Nous étions à mi-chemin quand la sirène sonna.
« Zut ! Encore ces sales bêtes. Au refuge ! »
Un peu partout, nous avions construit des refuges. Cette fois, j’avais, en plus de mon revolver et de mon couteau, une mitraillette. Le refuge le plus proche était à trente mètres. Nous y courûmes, sans fausse honte. Je forçai Martine à y entrer et restai sur le pas de la porte, prêt à tirer. Des pierres roulèrent, une silhouette courbe, vêtue de noir, parut: le curé.
« Ah — c’est vous, monsieur Bournat. D’où viennent les hydres ?
— Du nord, je pense. La sirène n’a sonné qu’une fois. Entrez.
— Mon Dieu, quand serons-nous débarrassés de ces bêtes d’enfer ?
— J’ai peur que ce ne soit pas de sitôt. Ah ! Les voilà. Entrez donc, vous n’êtes pas armé ! »
Au-dessus de nous, très haut, un nuage vert se déplaçait. Tout près, mais légèrement en dessous, de petits flocons noirs pommelèrent le cieclass="underline" les fusées.
« Trop court ! Ah ! Voilà qui est mieux ! »

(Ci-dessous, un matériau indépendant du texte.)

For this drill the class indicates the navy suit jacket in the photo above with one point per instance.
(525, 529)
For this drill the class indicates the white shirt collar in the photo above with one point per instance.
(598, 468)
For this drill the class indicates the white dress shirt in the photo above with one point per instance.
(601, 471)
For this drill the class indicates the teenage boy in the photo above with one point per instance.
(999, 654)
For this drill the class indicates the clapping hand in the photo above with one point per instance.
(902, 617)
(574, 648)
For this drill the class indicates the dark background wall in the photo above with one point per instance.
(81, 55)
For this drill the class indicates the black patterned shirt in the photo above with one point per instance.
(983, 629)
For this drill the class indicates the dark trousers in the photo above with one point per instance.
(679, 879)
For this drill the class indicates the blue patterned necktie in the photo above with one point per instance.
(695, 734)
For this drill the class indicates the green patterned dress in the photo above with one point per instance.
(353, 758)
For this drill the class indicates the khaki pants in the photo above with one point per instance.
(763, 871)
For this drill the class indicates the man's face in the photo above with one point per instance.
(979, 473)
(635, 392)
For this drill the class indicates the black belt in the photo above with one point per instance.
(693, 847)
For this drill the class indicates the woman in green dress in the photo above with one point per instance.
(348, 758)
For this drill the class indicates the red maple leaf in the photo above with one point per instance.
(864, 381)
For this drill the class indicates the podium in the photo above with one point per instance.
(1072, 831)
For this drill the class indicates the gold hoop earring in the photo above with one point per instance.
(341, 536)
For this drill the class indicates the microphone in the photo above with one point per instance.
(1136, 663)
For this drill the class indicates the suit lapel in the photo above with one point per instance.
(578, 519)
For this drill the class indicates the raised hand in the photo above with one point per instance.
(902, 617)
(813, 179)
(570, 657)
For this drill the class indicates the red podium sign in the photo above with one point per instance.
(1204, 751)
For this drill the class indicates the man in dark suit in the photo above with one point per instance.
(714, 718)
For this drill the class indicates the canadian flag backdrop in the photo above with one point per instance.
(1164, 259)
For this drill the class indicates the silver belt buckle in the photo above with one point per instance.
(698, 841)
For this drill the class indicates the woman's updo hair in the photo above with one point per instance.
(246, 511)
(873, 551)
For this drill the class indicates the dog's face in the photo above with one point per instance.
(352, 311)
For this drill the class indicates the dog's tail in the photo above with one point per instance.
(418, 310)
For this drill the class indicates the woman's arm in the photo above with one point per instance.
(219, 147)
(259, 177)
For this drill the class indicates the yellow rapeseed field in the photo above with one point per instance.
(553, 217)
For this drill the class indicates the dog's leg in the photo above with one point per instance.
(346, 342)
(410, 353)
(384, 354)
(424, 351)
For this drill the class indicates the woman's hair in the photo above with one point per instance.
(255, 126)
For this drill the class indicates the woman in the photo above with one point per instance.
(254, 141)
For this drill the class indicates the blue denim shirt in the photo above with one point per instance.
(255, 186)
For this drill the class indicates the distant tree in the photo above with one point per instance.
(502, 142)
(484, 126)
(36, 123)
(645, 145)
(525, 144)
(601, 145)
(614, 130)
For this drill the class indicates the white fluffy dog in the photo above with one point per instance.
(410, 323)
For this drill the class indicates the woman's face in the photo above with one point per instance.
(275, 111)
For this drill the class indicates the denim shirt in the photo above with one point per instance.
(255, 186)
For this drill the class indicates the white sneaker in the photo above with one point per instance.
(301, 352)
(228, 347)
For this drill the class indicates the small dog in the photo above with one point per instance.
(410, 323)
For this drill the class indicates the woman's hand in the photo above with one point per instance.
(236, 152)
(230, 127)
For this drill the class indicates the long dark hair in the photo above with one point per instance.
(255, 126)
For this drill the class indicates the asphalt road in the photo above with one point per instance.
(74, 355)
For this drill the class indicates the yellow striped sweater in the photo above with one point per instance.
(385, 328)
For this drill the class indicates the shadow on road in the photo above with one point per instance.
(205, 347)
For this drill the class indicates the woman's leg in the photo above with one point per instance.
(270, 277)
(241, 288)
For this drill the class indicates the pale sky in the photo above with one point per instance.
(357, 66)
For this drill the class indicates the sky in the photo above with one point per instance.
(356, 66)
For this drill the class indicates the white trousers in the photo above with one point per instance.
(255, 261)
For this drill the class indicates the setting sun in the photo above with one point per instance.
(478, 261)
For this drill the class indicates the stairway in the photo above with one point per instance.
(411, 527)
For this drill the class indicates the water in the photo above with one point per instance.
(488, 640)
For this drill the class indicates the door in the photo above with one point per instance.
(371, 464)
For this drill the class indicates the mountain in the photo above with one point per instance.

La salve suivante avait éclaté en plein. Quelques secondes plus tard, des lambeaux de chair verte tombèrent en pluie autour du refuge. Laissant la porte entrouverte, je rentrai. Même quand elles étaient mortes, le contact des hydres était urticant. À l’intérieur, Martine, tout en regardant par la lucarne de verre épais, parlait au curé. Comprenant le danger qu’elles couraient à rester groupées, les hydres se laissaient tomber par paquets de deux ou trois. De ma porte, je les vis tourner autour d’une locomotive hermétiquement fermée. J’éclatai de rire: le mécanicien venait de lâcher un jet de vapeur, à la grande terreur des hydres.
Je riais encore, tout en jetant un regard circulaire. Au sud, dans le village, la fusillade crépitait, et, sur la place du puits, quelques hydres mortes gisaient à terre. Soudain le ciel sembla s’obscurcir: je bondis à l’intérieur et claquai la porte. Une hydre passe au ras du toit. Avant que j’aie eu le temps d’introduire le canon de mon arme dans la meurtrière, le monstre était loin. Un cri de Martine me fit sursauter.
« Jean ! Ici, vite ! »
Je bondis à la fenêtre. Dehors, à cent cinquante mètres, un gosse d’une douzaine d’années courait de toutes ses forces vers le refuge. Une hydre le poursuivait. Quoique en danger de mort, l’enfant n’était pas affolé et utilisait très intelligemment les arbres qui gênaient son poursuivant. Je vis la scène dans un éclair et me ruai dehors, à sa rencontre. L’hydre avait pris de la hauteur et plongeait.